Whether you have been working on a Connecticut railroad for years or have just recently started a new job, you may find your work both rewarding and challenging. If you're someone who has always loved to travel by train, then earning an income while doing so may, in fact, be your dream job. Railroad work can indeed be an enjoyable way to earn a living; however, it is definitely not without risk.  

There are certain issues that are ever-present on the railroad that can place you at risk for injury at any time. Your employer is obligated to provide proper training and safety equipment to help you reduce such risks as much as possible. If your employer fails in that duty, it can be disastrous.  

What can go wrong on the railroad? 

You might be an engineer, a conductor or a lineman. During your normal course of duty on the railroad, any of the following problems can result in your injury:  

  • Collisions are one of the most common accident risks on Connecticut railroads and other rail systems throughout the nation. If the train you are on collides with another locomotive, catastrophic injuries may occur. 
  • Derailments are of top concern for railroad officials. There have been several tragedies in recent years that have resulted in many fatalities, as well as serious injuries for workers and passengers alike. 
  • Level crossings are high risk areas.

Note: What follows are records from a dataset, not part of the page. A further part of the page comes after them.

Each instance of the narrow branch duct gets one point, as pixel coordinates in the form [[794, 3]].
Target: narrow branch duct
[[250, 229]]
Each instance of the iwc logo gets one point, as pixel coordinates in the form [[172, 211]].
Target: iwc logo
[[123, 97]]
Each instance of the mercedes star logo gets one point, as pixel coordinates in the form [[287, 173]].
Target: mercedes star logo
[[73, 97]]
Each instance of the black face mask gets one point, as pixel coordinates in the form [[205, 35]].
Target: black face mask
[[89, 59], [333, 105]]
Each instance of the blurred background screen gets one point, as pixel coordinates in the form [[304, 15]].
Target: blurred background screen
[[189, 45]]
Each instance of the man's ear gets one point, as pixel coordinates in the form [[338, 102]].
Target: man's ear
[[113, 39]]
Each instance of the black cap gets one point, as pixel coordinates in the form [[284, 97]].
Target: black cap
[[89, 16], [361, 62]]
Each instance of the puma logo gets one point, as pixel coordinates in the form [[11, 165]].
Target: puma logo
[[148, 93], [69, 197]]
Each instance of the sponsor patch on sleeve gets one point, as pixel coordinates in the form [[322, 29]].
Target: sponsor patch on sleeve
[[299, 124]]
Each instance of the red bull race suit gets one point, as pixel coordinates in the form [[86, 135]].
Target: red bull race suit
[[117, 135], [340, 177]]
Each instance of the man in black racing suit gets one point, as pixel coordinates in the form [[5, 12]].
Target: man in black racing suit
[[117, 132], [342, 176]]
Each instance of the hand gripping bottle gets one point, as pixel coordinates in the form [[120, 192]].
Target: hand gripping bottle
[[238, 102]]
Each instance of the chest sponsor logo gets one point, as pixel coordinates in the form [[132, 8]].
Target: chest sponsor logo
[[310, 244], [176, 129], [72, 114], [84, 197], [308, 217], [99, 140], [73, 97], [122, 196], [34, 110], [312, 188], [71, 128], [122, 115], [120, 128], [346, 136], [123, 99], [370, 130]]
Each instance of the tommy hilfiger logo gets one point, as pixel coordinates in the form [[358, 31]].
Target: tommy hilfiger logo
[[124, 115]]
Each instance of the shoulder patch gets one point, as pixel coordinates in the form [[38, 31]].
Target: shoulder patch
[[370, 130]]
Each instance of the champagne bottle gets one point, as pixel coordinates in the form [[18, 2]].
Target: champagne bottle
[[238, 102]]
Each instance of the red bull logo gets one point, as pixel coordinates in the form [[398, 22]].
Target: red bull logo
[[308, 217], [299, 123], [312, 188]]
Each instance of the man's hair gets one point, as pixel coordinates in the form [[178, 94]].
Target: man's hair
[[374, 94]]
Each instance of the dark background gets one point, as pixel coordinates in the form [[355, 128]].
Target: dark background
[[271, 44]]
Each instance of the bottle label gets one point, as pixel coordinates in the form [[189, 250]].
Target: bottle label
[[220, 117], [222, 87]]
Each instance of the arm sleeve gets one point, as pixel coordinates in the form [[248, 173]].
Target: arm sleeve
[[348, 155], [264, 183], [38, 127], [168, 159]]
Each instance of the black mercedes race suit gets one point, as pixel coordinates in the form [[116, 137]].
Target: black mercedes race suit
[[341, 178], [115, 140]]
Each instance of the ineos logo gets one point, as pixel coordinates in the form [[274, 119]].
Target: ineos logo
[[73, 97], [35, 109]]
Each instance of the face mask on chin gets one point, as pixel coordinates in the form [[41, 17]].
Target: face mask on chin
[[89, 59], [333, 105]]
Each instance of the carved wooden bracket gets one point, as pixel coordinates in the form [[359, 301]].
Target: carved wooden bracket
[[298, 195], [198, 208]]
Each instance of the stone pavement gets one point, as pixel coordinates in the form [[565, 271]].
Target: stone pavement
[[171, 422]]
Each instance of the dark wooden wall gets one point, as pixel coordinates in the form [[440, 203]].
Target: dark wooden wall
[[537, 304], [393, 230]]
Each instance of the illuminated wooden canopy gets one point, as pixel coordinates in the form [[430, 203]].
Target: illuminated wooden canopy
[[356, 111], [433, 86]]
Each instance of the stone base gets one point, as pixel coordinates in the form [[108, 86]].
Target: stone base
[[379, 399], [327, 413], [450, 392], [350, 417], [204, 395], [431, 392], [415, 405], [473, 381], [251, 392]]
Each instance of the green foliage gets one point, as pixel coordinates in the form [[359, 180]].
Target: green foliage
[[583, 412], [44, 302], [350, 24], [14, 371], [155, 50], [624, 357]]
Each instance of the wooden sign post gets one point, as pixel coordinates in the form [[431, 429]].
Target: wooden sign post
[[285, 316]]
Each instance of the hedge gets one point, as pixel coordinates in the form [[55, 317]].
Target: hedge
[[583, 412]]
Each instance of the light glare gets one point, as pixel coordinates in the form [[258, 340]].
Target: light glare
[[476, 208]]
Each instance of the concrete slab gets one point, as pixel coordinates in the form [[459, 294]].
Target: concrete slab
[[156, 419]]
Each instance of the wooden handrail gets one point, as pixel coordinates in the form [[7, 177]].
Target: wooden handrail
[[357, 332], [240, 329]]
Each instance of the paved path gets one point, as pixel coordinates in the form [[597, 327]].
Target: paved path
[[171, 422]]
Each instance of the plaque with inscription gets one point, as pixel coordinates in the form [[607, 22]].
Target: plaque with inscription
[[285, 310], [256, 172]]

Such locations are often the scenes of accidents involving other motorists or even pedestrians who get hit by trains while trespassing on the tracks. Train workers often suffer injuries in such incidents as well. 
  • If you work on the tracks as opposed to on a train, you are at great risk. Electrical hazards, moving trains and other pieces of heavy equipment increase your risk for suffering injury on the job.  

Many trains nowadays travel at high speeds. While some rail systems have automated braking systems, others continue to rely on manual operations. There are regulatory requirements pertaining to operation and maintenance of trains, as well as tracks. There is also strict protocol to which engineers and conductors must adhere. 

When negligence results in injury 

As a Connecticut railroad employee, you are protected under the Federal Employers Liability Act and may claim benefits if you suffer injury on the job. You must be able to prove that your employer was negligent and that such negligence directly caused your injury. An attorney who is experienced in FELA litigation would be a great source of support if you were to file such a claim.